(4)概念消去
「……はぁ」
絶望の特等席で、俺は深いため息をついた。
別に、英雄になりたいわけじゃない。
目立ちたくもないし、正義の味方を気取るつもりも毛頭ない。
だけど。
(ここでこの街が滅んだら、俺の『働かないスローライフ計画』が初日で破綻するんだよな)
何より、さっき親切に手続きをしてくれた受付嬢のセリアや、お節介にも俺を逃がそうとしてくれているこの人たちが死ぬのは――少し、寝覚めが悪い。
「セリアさん、ちょっと下がっててください」
「え……? ダイス、さん……?」
俺は震えるセリアの肩を優しく叩き、一歩、前へと踏み出した。
周囲の冒険者たちが「何をする気だ!」と叫んでいるが、無視だ。
逃げ惑う人々をかき分け、俺はただ一人、迫り来る巨大な悪魔と対峙する。
悪魔が俺に気づいた。
虫ケラを潰すような、極上の愉悦を孕んだ赤い目が俺を捉える。
「グロロロ……消え失せろ、人間が」
悪魔の口内に、街を跡形もなく消し飛ばすほどの、超高密度の暗黒魔力が集束していく。
そのあまりのプレッシャーに、周囲の空間が歪み、誰もが息をすることすら忘れていた。
だが、俺はただ、右手をすっと前に突き出す。
詠唱? そんな面倒なものはいらない。
魔力の練り上げ? 最初から無限にある。
イメージするのは一つだけ。
あのアホみたいにデカい肉体と、その存在の『概念』そのものを――この世から抹消する。
「【概念消去】」
ボソリと、呟いた。
瞬間、世界の音が消えた。
派手な爆発も、光線もない。
ただ、俺の手の先から放たれた「見えない何か」が、悪魔の巨体に触れた。
「ガ、ア…………?」
悪魔が、自身の体を信じられないといった様子で見下ろした。
口内に集束していた一撃必殺の魔力が、霧のように霧散する。
それだけではない。
悪魔の巨大な腕が、胴体が、頭部が――まるで最初からそこには何も存在しなかったかのように、サラサラとした光の粒子となって、空間ごと消滅していく。
世界の常識を嘲笑う、完全なる一撃。
一秒後。
そこには、ただ綺麗な青空が広がっていた。
大地を揺るがしていた災害級の悪魔は、文字通り、塵一つ残さずこの世から「消去」されていた。
「…………へ?」
誰かの、間抜けな声が響いた。
静寂。
静まり返るなんてレベルじゃない。
街全体が、時間が止まったかのように凍りついていた。
騎士団長が、持っていた剣をガラガラと落とす。
ベテラン冒険者たちが、腰を抜かしたまま白目を剥いている。
セリアは、涙を流した目のまま、口を限界まで開けて硬直していた。
「な、ななな……何が起きたの……!?」
「詠唱は……? 魔法の予兆すら、なかったぞ……!?」
「アバドンが……一瞬で消えた……? 傷を負わせたレベルじゃない、消滅した……!?」
「化け物……いや、神か……!? あいつ、一体何者なんだ……!!」
周囲から湧き上がる、恐怖と、驚愕と、圧倒的な戦慄の視線。
(あ、ヤバい。

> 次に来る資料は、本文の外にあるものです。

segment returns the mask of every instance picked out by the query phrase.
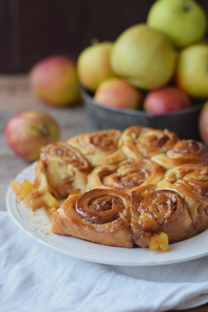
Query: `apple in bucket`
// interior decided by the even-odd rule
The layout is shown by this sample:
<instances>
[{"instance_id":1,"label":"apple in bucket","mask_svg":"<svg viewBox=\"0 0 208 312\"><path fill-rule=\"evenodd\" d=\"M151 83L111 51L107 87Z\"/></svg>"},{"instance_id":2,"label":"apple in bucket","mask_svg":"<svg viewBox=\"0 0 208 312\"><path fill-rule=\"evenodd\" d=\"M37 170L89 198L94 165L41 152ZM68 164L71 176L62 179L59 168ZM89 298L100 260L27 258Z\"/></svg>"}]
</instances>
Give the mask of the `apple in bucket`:
<instances>
[{"instance_id":1,"label":"apple in bucket","mask_svg":"<svg viewBox=\"0 0 208 312\"><path fill-rule=\"evenodd\" d=\"M144 108L154 115L164 114L191 105L189 96L183 90L175 87L166 87L149 92L144 99Z\"/></svg>"},{"instance_id":2,"label":"apple in bucket","mask_svg":"<svg viewBox=\"0 0 208 312\"><path fill-rule=\"evenodd\" d=\"M208 101L204 105L200 112L199 131L201 139L208 146Z\"/></svg>"},{"instance_id":3,"label":"apple in bucket","mask_svg":"<svg viewBox=\"0 0 208 312\"><path fill-rule=\"evenodd\" d=\"M113 71L137 88L160 88L172 77L175 53L163 34L145 24L134 25L115 41L111 55Z\"/></svg>"},{"instance_id":4,"label":"apple in bucket","mask_svg":"<svg viewBox=\"0 0 208 312\"><path fill-rule=\"evenodd\" d=\"M147 22L181 48L202 39L207 19L204 10L194 0L157 0L150 8Z\"/></svg>"},{"instance_id":5,"label":"apple in bucket","mask_svg":"<svg viewBox=\"0 0 208 312\"><path fill-rule=\"evenodd\" d=\"M193 97L208 98L208 45L190 46L179 54L175 74L177 85Z\"/></svg>"},{"instance_id":6,"label":"apple in bucket","mask_svg":"<svg viewBox=\"0 0 208 312\"><path fill-rule=\"evenodd\" d=\"M43 112L27 110L7 122L5 133L8 145L18 156L30 161L38 159L41 148L60 139L59 127Z\"/></svg>"},{"instance_id":7,"label":"apple in bucket","mask_svg":"<svg viewBox=\"0 0 208 312\"><path fill-rule=\"evenodd\" d=\"M139 90L118 78L111 78L102 82L94 96L103 105L117 108L138 109L143 96Z\"/></svg>"},{"instance_id":8,"label":"apple in bucket","mask_svg":"<svg viewBox=\"0 0 208 312\"><path fill-rule=\"evenodd\" d=\"M88 90L95 91L106 79L114 77L110 58L113 43L97 42L86 48L77 61L77 73L81 84Z\"/></svg>"}]
</instances>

やりすぎた)
静かに右手を下ろしつつ、俺は冷や汗が止まらなくなっていた。
これ、どう言い訳しても絶対に目立つ。平穏なスローライフが、音を立てて遠ざかっていく気がした。
「……やれやれ。明日から、静かに暮らせるといいんだけどな」
こうして、俺の「目立ちたくない異世界無双ライフ」の、最悪で最高の幕が開いたのだった。